The River Foss is an improved river in North Yorkshire, England, and a tributary of the River Ouse. It rises in the Foss Crooks woods near Oulston reservoir close to the village of Yearsley and runs south through the Vale of York to the Ouse. The name most likely comes from the Roman word Fossa, meaning ditch[1] and is mentioned in the Domesday Book.[2]

The responsibility for the management of the river's drainage area lies with the Foss Internal Drainage Board (IDB). It has responsibility for the area from Crayke to the pre-1991 city boundary of York covering 9,085 hectares and 162.54km of waterways. The Foss IDB is itself part of the York Consortium of Drainage Boards that oversees 10 IDB's in the Yorkshire region.[3]

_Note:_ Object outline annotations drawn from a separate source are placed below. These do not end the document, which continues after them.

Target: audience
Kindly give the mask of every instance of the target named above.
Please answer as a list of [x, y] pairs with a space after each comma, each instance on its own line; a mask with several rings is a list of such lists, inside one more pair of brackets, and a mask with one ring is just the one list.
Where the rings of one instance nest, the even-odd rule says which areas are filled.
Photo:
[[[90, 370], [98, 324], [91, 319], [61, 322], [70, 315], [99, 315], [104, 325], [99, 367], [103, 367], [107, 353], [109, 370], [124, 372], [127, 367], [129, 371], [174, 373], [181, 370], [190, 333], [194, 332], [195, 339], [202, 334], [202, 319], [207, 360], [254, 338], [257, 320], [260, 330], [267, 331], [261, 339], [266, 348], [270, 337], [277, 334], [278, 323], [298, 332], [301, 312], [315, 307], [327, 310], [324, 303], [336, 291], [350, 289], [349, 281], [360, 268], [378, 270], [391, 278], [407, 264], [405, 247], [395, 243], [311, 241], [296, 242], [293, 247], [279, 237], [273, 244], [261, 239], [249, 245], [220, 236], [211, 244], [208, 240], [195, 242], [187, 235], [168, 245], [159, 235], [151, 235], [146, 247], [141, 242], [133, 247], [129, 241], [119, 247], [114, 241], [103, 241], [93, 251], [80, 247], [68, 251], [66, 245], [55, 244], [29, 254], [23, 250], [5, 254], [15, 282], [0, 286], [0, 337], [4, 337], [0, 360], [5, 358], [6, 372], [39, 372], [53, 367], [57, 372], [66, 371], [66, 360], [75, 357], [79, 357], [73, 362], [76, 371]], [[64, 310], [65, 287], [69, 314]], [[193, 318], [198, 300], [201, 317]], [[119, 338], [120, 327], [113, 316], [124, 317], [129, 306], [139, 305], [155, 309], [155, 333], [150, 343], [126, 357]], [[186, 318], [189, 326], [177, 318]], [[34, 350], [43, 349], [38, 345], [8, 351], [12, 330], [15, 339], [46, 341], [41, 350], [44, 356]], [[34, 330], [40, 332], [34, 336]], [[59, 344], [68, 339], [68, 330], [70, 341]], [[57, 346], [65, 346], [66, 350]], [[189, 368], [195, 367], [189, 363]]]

The typical river level range at the Foss Barrier is between 5.05m and 7.90m. The highest river level recorded at this location was 10.20 metres and the river level reached 9.34 metres on 23rd Jan 2008.[4]

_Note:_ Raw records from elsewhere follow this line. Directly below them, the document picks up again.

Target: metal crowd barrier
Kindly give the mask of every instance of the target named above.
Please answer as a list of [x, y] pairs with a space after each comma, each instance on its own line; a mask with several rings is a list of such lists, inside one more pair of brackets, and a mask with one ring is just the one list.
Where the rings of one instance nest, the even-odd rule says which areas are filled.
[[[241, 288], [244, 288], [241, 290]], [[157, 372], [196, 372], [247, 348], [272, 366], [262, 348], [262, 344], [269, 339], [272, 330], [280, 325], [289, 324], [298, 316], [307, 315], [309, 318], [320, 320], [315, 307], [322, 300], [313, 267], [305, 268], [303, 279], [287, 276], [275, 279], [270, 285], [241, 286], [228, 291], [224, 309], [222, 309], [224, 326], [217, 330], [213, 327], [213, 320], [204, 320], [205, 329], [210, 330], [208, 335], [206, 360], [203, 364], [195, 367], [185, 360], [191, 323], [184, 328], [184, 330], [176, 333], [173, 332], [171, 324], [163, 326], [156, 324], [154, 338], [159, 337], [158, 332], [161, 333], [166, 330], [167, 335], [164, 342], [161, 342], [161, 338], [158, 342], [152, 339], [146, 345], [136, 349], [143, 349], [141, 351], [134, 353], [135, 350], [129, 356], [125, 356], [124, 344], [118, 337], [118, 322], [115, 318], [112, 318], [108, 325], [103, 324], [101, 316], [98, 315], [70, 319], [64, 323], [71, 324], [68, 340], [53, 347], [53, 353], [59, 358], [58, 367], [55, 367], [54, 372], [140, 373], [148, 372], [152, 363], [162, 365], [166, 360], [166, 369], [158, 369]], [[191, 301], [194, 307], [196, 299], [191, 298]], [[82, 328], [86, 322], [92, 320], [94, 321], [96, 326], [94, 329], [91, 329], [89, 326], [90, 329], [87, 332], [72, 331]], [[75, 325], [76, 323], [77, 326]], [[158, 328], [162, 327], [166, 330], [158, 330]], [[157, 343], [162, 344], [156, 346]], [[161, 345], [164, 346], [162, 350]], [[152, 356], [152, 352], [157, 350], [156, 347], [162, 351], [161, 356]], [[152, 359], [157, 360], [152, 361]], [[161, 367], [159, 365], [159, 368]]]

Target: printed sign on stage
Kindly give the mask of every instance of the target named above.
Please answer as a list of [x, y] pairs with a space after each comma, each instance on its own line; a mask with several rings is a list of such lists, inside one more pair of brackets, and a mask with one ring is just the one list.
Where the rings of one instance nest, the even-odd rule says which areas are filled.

The source of this river is a spring situated in the Howardian Hills adjacent to, and flowing into, Oulston Reservoir near Newburgh Priory, 4 miles (6.5 km) north of Easingwold. From there to the Blue Bridge in York, where it joins the River Ouse, it is 19.5 miles (31 km) in length. For part of its way it runs close to the B1363 between Brandsby and Stillington. The river flows in a series of wide meanders in southerly direction for most of its course towards York. As of 2010 the river is only navigable for some 1.5 miles (2 km) upstream of Castle Mills Lock. The bridges by Peasholme Green and Foss Bank restrict the headroom to an air space of 2.4 metres.

River modifications

The Foss Barrier is built across the river near its mouth at Castle Mills. When closed, it prevents floodwater from the River Ouse flowing up the Foss and flooding parts of York. Water flowing down the Foss can be pumped over the top of the barrier and into the Ouse. Castle Mills Lock is 34 metres long and 6 metres wide. There are mooring points in the lock basin on the River Ouse side with overnight mooring on the River Foss prohibited. Beyond Rowntree Wharf there are few opportunities for turning.[5]